Accordingly, 2-207 does not change the result reached before: the parties contracted for delivery of product measured on a gross gallons basis. It should be noted in passing that 2-207(3) cannot apply in this case because, by its terms, it only is applicable where "the writings of the parties do not otherwise establish a contract." American Parts Co., Inc. v. American Arbitration Ass'n, 8 Mich.App. 156, 154 N.W.2d 5, (1967). Both parties agree that the Sale and Purchase Agreements did in fact result in a contractual relationship. The dispute is over the nature of that relationship.
This court has decided that a mandatory injunction ordering defendant to fulfill its contract with plaintiff, consistently with the Force Majeure clause in the contract, is an appropriate remedy and separate findings of fact, conclusions of law and order for judgment have been entered.
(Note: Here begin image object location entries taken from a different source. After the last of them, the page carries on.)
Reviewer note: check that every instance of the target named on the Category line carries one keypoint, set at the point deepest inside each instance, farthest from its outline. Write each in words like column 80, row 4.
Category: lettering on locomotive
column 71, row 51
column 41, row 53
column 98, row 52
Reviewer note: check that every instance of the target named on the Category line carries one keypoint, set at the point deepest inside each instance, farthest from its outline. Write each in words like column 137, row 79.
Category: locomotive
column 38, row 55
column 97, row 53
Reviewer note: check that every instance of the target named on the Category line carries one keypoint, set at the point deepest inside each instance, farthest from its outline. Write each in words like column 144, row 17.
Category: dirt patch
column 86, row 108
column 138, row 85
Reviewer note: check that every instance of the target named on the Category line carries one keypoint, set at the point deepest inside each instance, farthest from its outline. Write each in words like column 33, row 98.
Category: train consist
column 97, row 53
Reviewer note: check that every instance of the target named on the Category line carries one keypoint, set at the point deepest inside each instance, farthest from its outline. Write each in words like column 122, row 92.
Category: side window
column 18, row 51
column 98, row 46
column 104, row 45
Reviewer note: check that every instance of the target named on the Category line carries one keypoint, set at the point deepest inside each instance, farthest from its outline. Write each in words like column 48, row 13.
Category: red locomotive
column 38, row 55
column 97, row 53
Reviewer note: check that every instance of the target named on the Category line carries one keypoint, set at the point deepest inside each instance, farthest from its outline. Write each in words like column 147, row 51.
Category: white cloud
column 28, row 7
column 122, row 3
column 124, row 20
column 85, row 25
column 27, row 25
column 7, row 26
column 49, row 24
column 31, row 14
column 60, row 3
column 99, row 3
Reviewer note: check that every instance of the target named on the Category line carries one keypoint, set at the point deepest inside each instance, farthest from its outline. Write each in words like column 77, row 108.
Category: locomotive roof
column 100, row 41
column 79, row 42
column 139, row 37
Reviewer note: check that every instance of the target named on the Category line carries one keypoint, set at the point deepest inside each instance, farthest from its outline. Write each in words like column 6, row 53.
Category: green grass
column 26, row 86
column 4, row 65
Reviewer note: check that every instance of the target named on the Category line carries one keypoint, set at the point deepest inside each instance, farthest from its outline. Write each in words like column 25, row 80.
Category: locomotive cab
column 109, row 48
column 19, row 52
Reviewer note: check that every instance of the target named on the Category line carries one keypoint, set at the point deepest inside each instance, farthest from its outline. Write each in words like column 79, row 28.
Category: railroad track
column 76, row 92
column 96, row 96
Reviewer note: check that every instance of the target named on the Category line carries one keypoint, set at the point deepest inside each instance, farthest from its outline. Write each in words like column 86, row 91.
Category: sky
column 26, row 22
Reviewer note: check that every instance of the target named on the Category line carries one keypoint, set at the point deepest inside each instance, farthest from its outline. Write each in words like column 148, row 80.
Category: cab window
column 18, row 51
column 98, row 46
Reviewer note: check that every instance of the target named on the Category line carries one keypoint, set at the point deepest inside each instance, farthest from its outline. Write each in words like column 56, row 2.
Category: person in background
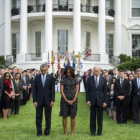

. No point has been made of this in the current lawsuit.
. The Uniform Commercial Code (UCC) is applicable to this transaction. UCC § 2.-105(1) defines the "goods" to which the UCC applies as "all things (including specially manufactured goods) which are movable at the time of identification to the contract for sale." Certainly the motor fuel gasoline and fuel oil covered by the contract in issue fall properly under this definition. The UCC controls this case.
. Defendant alludes to the fact that plaintiff paid the amount defendant claimed was delinquent, due to plaintiff's paying on a gross not net basis, when it was demanded in March. The argument is that this is an indication that plaintiff knew it was a net contract. However, this payment was made under protest. Also, unless plaintiff paid, it realized it would get no more product from defendant. Under this type of impending harm it cannot be said plaintiff was indicating any belief in the terms of this contract.
. Since the court has found a gross gallons contract was the intent of the parties an argument may be made that the words plaintiff added were not "additional terms" within the contemplation of 2-207. See American Parts Co., Inc. v. American Arbitration Ass'n, 8 Mich.App. 156, 154 N.W.2d 5 (1967).
. The subparts of 2-207 (2) only apply between merchants. The parties agree here that they are merchants. U.C.C. § 2-104.
. But see J. A. Maurer, Inc. v. Singer Co., 7 U.C.C.Rep. 110 (N.Y.Sup.Ct.1970), where even this language was not clear enough to void the offeror's duty to take affirmative action to avoid the impact of any condition contained in the acceptance.